Source code for pipecat.observers.turn_tracking_observer

#
# Copyright (c) 2024-2026, Daily
#
# SPDX-License-Identifier: BSD 2-Clause License
#

"""Turn tracking observer for conversation flow monitoring.

This module provides an observer that monitors conversation turns in a pipeline,
tracking when turns start and end based on user and bot speech patterns.
"""

import asyncio
from collections import deque

from loguru import logger

from pipecat.frames.frames import (
    BotStartedSpeakingFrame,
    BotStoppedSpeakingFrame,
    CancelFrame,
    EndFrame,
    StartFrame,
    UserStartedSpeakingFrame,
)
from pipecat.observers.base_observer import BaseObserver, FramePushed



[docs]
class TurnTrackingObserver(BaseObserver):
    """Observer that tracks conversation turns in a pipeline.

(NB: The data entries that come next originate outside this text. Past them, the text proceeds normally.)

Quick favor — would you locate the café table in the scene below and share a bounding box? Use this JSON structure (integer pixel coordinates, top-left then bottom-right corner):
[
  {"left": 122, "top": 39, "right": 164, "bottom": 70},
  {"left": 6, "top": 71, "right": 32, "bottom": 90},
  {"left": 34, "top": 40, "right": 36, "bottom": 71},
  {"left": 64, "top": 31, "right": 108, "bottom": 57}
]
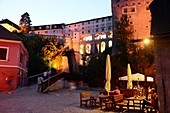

    This observer monitors the flow of conversation by tracking when turns
    start and end based on user and bot speaking patterns. It handles
    interruptions, timeouts, and maintains turn state throughout the pipeline.

    Turn tracking logic:

    - The first turn starts immediately when the pipeline starts (StartFrame)
    - Subsequent turns start when the user starts speaking
    - A turn ends when the bot stops speaking and either:

      - The user starts speaking again
      - A timeout period elapses with no more bot speech
    """


[docs]
    def __init__(self, max_frames=100, turn_end_timeout_secs=2.5, **kwargs):
        """Initialize the turn tracking observer.

        Args:
            max_frames: Maximum number of frame IDs to keep in history for
                duplicate detection. Defaults to 100.
            turn_end_timeout_secs: Timeout in seconds after bot stops speaking
                before automatically ending the turn. Defaults to 2.5.
            **kwargs: Additional arguments passed to the parent observer.
        """
        super().__init__(**kwargs)
        self._turn_count = 0
        self._is_turn_active = False
        self._is_bot_speaking = False
        self._has_bot_spoken = False
        self._turn_start_time = 0
        self._turn_end_timeout_secs = turn_end_timeout_secs
        self._end_turn_timer = None

        # Track processed frames to avoid duplicates
        self._processed_frames = set()
        self._frame_history = deque(maxlen=max_frames)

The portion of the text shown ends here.